27. August 2014 – Einartysken – Etwa 30 Gäste aus der ganzen Welt und 120 Ordnungskräfte der Nationalen Gewerkschaft der Metallarbeiter Südafrikas (NUMSA) trafen vom 7. - 10. August in Johannisburg zusammen, um die Aussichten und Herausforderungen des Aufbaus einer neuen linken politischen Alternative zur Herrschft des African National Congress (ANC), die Partei des verstorbenen Nationalhelden Nelson Mandela zu diskutieren.

Dieser Aufruf der größten Gewerkschaft des Landes mit über 400 000 Mitgliedern hat Widerhall in der gesamten Arbeiterklasse gefunden und manche in den Medien zur Aussage veranlasst, diesen Prozess als Möglichkeit zu sehen, "die Geburt einer Arbeiterpartei hervorzurufen, die am Ende [die ANC] herausfordern könnte".

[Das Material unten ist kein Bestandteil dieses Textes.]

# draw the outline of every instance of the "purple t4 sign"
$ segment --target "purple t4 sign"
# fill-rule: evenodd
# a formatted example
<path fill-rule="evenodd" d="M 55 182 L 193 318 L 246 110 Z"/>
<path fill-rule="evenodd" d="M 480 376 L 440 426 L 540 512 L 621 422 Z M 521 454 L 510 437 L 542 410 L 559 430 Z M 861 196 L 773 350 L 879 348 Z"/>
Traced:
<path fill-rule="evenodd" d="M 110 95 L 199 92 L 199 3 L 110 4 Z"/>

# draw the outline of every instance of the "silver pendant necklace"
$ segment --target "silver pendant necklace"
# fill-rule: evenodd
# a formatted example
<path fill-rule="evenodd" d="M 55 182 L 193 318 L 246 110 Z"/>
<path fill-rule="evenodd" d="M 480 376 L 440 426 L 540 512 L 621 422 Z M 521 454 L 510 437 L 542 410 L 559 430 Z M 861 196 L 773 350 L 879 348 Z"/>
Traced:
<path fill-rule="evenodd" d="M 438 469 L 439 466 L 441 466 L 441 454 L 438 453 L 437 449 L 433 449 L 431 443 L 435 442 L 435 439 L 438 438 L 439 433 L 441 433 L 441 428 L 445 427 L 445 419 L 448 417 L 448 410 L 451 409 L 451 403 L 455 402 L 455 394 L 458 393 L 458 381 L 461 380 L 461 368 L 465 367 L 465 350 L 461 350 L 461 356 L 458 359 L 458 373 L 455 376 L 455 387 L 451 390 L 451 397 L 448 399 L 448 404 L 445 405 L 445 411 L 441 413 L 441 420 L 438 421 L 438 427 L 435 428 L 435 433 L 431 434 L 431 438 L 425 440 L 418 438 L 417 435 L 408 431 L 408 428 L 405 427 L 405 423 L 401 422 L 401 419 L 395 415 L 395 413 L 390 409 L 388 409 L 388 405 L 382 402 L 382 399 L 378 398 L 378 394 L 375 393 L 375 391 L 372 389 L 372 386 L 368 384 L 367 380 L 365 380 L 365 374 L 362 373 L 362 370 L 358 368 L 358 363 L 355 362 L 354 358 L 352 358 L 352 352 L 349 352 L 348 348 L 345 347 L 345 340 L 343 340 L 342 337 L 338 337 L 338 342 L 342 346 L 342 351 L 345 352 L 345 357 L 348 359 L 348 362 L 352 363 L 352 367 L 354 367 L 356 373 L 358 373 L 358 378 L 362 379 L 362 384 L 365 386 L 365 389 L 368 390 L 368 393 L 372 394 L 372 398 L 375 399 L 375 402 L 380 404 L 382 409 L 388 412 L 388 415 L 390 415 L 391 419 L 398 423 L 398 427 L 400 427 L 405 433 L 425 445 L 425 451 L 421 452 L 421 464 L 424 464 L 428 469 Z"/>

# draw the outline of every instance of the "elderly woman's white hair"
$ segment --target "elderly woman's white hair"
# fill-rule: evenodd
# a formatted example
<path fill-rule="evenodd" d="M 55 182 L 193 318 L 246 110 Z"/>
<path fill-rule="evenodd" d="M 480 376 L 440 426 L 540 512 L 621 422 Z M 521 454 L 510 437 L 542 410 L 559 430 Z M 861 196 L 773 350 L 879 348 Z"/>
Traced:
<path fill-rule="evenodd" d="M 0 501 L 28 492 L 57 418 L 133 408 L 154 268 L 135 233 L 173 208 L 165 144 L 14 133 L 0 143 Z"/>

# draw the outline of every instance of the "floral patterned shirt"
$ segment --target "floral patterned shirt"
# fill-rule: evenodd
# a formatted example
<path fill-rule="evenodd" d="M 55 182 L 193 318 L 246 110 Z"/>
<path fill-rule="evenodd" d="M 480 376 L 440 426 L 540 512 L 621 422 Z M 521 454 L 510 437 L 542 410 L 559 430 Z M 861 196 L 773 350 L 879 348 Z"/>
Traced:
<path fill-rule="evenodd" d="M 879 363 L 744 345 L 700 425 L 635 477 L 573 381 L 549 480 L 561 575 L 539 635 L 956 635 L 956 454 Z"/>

NUMSAs Herausforderung des etablierten status quo hat auch die vielen Gefahren beleuchtet, die ihr bevorstehen, was drastisch durch den Mord an drei Ordnungskräften am Vorabend des Symposiums illustriert wurde.

Post-Apartheid Südafrika

Dass der Aufruf der NUMSA so viel Aufmerksamkeit erhalten hat, kann durch die Realität der südafrikanischen Gesellschaft zwanzig Jahre nach dem Fall der Apartheid erklärt werden.

Als der ANC 1994 bei den ersten Wahlen, in denen erstmals alle Bürger eine Stimme hatten, an die Macht kam, wobei der ANC als die Partei antrat, die erfolgreich Südafrikas "demokratische Revolution" gegen die Apartheid geführt hat.

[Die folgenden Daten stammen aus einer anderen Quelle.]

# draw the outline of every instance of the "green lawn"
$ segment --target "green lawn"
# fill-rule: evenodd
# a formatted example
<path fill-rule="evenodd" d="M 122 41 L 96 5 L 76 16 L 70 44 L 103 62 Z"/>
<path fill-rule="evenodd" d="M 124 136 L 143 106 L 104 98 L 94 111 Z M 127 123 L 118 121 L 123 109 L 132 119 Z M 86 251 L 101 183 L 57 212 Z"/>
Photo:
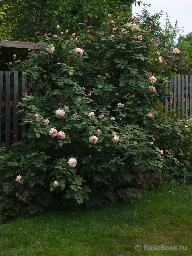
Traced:
<path fill-rule="evenodd" d="M 132 205 L 62 208 L 16 217 L 0 226 L 0 255 L 191 256 L 192 185 L 167 185 L 142 194 Z M 144 245 L 187 250 L 144 251 Z"/>

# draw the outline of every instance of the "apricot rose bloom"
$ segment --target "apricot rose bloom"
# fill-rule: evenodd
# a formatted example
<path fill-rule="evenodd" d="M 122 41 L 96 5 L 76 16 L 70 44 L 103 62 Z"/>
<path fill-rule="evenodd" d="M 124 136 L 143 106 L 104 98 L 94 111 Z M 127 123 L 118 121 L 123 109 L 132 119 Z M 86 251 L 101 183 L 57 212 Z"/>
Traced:
<path fill-rule="evenodd" d="M 178 48 L 175 48 L 173 49 L 173 52 L 174 53 L 179 53 L 180 51 L 179 50 Z"/>
<path fill-rule="evenodd" d="M 51 135 L 52 137 L 54 137 L 57 134 L 57 131 L 54 128 L 52 128 L 49 132 L 49 135 Z"/>
<path fill-rule="evenodd" d="M 89 137 L 89 142 L 90 142 L 91 143 L 92 143 L 93 144 L 95 144 L 97 142 L 97 141 L 98 140 L 98 138 L 96 137 L 96 136 L 95 136 L 93 135 L 93 136 L 91 136 L 90 137 Z"/>
<path fill-rule="evenodd" d="M 156 78 L 154 76 L 151 76 L 151 77 L 149 77 L 149 79 L 151 80 L 151 84 L 155 84 L 157 80 Z"/>
<path fill-rule="evenodd" d="M 119 137 L 117 137 L 117 135 L 116 134 L 114 136 L 113 139 L 112 139 L 111 140 L 111 141 L 113 141 L 113 142 L 114 143 L 116 142 L 117 142 L 119 140 Z"/>
<path fill-rule="evenodd" d="M 149 86 L 149 89 L 150 92 L 154 92 L 155 90 L 155 87 L 153 86 L 153 85 L 151 85 Z"/>
<path fill-rule="evenodd" d="M 49 120 L 48 119 L 44 119 L 44 124 L 49 124 Z"/>
<path fill-rule="evenodd" d="M 65 132 L 61 132 L 61 131 L 60 131 L 59 132 L 57 133 L 57 136 L 58 138 L 60 139 L 60 140 L 63 140 L 65 139 Z"/>
<path fill-rule="evenodd" d="M 91 112 L 90 113 L 89 113 L 88 116 L 91 117 L 92 116 L 94 116 L 94 115 L 95 113 L 94 112 Z"/>
<path fill-rule="evenodd" d="M 75 53 L 77 56 L 82 56 L 83 52 L 84 50 L 81 48 L 76 48 L 75 50 Z"/>
<path fill-rule="evenodd" d="M 68 164 L 69 164 L 69 168 L 73 168 L 77 165 L 77 160 L 74 157 L 72 157 L 69 159 Z"/>
<path fill-rule="evenodd" d="M 154 115 L 150 112 L 149 112 L 148 114 L 147 114 L 147 117 L 149 119 L 153 119 L 154 118 Z"/>
<path fill-rule="evenodd" d="M 55 112 L 55 115 L 58 117 L 62 117 L 65 115 L 65 112 L 63 110 L 58 109 Z"/>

Viele glaubten, dass die ANC-Regierung fähig sein würde, die Ziele durchzusetzen, die 1955 vom Kongress der Völker unter Teilnahme tausender Delegierter in der Freiheits-Charta niedergelegt worden waren. Die Mission war in der Charta klar und deutlich in der ersten Forderung ausgesprochen worden: "Das Volk soll regieren!"

Seither diente die Charta dazu, die Teile der Drei-Parteien-Allianz zu vereinen: den ANC, die südafrikanische Kommunistische Partei und den Kongress der südafrikanischen Gewerkschaften (COSATU). Doch nach 20 Jahren ANC-Herrschaft ist Südafrika immer noch weit entfernt von der Vision, wie sie in der Freiheits-Charta niedergelegt worden war.

Statt die "demokratische Revolution" zu vollenden, hat sie den Vorsitz geführt über die dualen Übergangsprozesse, von denen sie keinen erfolgreich abschließen konnte.

Einerseits gab es den Übergang zu einer post-Apartheid politischen Demokratie. Zwar wurden wichtige Schritte getan bei der Zerstörung des alten Systems der Rassentrennung, doch bemerkte NUMSA-Generalsekretär Irvin Jim, dass noch viel zu tun übrigbleibt.

Jim listete in seinem Einführungsvortrag eine ganze Litanei von Fakten auf, in denen Südafrika sich direkt von der ursprünglichen Vision der Freiheits-Charta entfernt hat.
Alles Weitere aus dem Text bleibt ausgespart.